Le 16 septembre 2019, les principaux syndicats des pilotes de ligne, des hôtesses et des stewards français ont manifesté aux côtés des professions libérales disposant de caisses de retraite autonome contre la future réforme des retraites envisagée par le gouvernement. Obéissant à un régime réglementé depuis 1952, la Caisse de retraite complémentaire du personnel navigant (CRPN) gère trois fonds principaux : le Fonds retraite qui paie les pensions et les réversions, le Fonds majoration qui complète une partie de la pension avant l'âge légal d'obtention de la retraite de base et le Fonds assurance qui intervient sous forme d'un capital en cas de décès et de perte de licence en service. Tout ceci pourrait disparaitre dans le futur système Delevoye qui prévoit de modifier les règles et surtout qui fond les 42 régimes de retraite actuel en un régime universel dans lequel la CRPN, et les autres caisses autonomes des libéraux et des régimes spéciaux, sont dissous. Une perspective effrayante pour les gérants de la CRPN et les représentants des professionnels navigants, inquiets de perdre un système qui fonctionne selon les particularités de leurs métiers et qui constatent la forte dévalorisation des pensions pour leurs assurés dans le régime universel.

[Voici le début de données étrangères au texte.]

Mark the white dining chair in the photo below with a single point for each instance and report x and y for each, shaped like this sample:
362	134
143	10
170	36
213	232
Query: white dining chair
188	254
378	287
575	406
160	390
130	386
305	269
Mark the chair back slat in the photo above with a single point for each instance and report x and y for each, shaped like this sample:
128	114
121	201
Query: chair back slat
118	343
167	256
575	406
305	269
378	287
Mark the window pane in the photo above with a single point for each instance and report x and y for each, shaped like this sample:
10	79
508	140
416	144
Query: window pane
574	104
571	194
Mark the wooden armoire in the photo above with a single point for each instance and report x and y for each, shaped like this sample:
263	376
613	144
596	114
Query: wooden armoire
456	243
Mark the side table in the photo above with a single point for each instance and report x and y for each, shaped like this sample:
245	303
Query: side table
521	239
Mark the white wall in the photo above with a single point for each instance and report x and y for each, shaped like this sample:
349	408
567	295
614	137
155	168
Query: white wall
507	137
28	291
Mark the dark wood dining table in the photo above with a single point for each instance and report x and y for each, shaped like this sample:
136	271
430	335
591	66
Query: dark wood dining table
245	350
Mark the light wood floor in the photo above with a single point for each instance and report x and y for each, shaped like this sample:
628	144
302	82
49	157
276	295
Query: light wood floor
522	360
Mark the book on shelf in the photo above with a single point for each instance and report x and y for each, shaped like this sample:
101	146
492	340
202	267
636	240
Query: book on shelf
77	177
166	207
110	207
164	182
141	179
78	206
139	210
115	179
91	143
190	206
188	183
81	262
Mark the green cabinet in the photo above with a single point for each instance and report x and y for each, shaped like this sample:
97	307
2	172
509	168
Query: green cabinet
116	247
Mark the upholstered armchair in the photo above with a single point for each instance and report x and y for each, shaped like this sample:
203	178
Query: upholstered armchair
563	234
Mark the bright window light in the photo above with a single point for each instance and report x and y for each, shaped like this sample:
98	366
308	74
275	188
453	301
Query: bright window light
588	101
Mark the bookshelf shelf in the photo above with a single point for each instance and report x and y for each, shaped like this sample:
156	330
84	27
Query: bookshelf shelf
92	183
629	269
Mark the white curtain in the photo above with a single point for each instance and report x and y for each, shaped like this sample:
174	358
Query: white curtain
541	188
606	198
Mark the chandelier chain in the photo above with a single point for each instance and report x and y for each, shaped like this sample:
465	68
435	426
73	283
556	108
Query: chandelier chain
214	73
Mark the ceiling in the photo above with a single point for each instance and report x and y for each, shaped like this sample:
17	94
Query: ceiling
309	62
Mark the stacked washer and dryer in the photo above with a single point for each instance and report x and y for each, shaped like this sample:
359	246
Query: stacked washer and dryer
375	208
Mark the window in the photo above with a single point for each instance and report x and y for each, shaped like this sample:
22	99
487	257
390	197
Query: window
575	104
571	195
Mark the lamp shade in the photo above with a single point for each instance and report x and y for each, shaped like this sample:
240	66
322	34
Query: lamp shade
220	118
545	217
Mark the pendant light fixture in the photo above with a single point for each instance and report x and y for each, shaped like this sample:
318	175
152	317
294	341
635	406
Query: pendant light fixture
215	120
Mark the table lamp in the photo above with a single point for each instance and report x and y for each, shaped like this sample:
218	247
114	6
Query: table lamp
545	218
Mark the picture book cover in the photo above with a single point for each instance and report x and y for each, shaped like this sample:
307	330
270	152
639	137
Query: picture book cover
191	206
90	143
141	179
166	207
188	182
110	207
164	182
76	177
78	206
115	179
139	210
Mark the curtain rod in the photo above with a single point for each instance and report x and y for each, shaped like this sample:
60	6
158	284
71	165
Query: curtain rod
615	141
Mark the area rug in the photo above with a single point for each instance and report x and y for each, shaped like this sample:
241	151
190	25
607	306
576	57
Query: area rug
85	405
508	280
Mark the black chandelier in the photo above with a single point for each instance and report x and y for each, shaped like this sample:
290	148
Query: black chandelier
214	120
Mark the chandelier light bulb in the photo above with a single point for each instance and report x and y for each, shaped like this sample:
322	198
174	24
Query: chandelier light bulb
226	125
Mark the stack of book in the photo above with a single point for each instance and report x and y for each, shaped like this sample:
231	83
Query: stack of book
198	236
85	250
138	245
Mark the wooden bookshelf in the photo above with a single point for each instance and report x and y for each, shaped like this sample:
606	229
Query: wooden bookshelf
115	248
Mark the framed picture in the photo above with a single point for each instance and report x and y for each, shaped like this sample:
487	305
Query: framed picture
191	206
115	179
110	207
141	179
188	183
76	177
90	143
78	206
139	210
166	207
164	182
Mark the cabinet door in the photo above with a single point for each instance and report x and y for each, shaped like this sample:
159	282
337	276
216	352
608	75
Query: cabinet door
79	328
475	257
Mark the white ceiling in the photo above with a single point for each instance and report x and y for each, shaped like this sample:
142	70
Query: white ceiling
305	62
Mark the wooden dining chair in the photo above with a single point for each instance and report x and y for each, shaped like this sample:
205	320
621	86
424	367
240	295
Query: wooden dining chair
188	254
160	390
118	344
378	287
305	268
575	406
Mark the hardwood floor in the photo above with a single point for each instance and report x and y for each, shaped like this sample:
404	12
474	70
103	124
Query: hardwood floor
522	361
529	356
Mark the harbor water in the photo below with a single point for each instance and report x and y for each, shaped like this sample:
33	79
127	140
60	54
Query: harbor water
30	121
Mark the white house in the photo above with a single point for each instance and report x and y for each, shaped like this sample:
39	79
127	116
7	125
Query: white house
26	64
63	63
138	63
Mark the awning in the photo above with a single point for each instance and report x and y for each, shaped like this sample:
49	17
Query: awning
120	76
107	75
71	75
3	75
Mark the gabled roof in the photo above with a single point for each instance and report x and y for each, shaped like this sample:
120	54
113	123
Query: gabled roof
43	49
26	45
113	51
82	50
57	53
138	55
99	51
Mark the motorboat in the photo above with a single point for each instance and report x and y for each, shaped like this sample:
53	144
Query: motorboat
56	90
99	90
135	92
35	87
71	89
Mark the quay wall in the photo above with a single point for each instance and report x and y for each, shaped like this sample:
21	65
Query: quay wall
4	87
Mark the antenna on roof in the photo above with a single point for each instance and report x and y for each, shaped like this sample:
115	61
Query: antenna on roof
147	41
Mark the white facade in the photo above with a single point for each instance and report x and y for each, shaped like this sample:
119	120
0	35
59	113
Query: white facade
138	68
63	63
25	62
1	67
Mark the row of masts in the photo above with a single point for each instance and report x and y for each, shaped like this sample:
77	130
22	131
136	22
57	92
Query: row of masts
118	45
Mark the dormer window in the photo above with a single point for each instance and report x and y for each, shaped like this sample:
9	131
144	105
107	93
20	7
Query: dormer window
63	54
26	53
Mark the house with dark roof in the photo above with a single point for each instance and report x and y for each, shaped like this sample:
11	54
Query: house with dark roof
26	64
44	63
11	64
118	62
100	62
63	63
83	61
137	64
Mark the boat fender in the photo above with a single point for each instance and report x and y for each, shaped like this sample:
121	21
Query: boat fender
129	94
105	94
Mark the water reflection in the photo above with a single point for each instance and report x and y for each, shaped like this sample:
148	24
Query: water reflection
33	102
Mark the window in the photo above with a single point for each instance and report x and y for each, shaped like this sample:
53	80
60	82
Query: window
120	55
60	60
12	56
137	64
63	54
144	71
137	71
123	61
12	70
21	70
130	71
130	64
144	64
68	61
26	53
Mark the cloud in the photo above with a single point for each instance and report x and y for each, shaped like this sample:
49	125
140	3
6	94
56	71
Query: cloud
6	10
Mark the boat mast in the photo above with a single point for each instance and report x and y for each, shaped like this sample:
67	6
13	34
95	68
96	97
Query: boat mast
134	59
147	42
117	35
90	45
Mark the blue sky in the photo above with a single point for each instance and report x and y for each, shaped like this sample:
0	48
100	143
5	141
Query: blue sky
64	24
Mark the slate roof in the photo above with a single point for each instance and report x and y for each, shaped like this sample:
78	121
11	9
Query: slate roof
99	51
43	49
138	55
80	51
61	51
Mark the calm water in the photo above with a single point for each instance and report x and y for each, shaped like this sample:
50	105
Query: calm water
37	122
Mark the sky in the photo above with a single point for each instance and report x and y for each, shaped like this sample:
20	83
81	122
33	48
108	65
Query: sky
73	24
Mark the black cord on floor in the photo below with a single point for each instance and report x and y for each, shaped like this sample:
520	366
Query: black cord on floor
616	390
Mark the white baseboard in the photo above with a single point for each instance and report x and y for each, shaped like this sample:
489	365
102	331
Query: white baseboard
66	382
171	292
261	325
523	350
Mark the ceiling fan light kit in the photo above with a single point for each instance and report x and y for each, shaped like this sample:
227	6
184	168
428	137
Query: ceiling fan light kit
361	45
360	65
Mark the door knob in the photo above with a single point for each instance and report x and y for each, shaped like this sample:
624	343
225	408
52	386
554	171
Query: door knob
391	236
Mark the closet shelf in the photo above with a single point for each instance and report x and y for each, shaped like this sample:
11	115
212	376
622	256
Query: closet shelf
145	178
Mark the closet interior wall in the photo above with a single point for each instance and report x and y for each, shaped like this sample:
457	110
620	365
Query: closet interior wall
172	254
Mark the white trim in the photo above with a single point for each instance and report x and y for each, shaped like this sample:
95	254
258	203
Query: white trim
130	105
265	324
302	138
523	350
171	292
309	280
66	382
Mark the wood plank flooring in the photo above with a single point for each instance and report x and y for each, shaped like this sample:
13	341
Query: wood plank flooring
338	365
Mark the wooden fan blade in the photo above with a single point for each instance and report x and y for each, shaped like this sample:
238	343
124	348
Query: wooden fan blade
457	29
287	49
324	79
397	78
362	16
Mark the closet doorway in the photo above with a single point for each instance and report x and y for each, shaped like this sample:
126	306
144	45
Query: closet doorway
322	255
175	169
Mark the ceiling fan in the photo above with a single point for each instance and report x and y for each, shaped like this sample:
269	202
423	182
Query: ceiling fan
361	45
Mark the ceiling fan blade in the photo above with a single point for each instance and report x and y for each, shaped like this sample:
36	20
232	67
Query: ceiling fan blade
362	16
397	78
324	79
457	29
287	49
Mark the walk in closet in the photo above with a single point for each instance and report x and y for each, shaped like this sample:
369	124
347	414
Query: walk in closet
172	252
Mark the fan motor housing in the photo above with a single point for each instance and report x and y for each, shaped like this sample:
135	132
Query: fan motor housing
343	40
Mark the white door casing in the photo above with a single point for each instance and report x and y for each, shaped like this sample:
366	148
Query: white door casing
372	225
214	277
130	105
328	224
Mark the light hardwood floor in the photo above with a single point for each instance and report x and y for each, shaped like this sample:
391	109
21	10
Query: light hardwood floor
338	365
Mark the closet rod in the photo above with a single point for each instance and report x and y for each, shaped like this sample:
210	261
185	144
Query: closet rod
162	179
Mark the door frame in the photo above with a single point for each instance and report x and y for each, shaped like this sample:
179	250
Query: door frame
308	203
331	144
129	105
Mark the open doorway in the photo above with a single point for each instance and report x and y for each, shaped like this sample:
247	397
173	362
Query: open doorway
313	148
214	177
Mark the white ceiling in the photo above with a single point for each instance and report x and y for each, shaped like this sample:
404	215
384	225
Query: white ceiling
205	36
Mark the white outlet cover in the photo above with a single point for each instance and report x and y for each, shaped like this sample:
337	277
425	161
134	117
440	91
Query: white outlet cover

Pour l’éprouver, penchons-nous sur les simulations faites par Jean Serrat, retraité navigant, ancien commandant de bord, élu au Conseil d’administration de la Caisse de retraite du personnel navigant (CRPN), qui fournit à Previssima, une étude d’impact sur les cotisations et les pensions des navigants.

Previssima – Quels sont les chiffres de la CRPN ?

Jean Serrat - Notre caisse a un résultat structurel déficitaire depuis 1992. En 2017, 600 millions d’euros de pensions ont été versées pour 476 millions d’euros de cotisations récoltées. Ce déficit technique est compensé par nos réserves : 5 milliards d’euros qui rapportent en moyenne 200 millions d’euros par an, nous permettant d’afficher un résultat positif au global.

En ce qui concerne les cotisations, il y a des différences de masses salariales :

  • Les navigants commerciaux (hôtesses et stewards) ont un salaire inclus à l’intérieur d’un Plafond de la Sécurité sociale (PASS), soit inférieur à 40 524 €
  • 70 % des assurés de la CRPN, principalement des pilotes, ont un salaire moyen compris entre 1 et 3 PASS, soit entre 40 524 € et 121 572 €
  • Un peu moins de 150 assurés ont un revenu allant jusqu’à 8 PASS, soit 324 192 € ; ces cas particuliers ne sont pas représentatifs de la population CRPN

Chez les hôtesses de l’air et les stewards, on a en moyenne des départs en retraite vers 58 ans, chez les navigants techniques (pilotes) ils sont aux alentours de 61 ans.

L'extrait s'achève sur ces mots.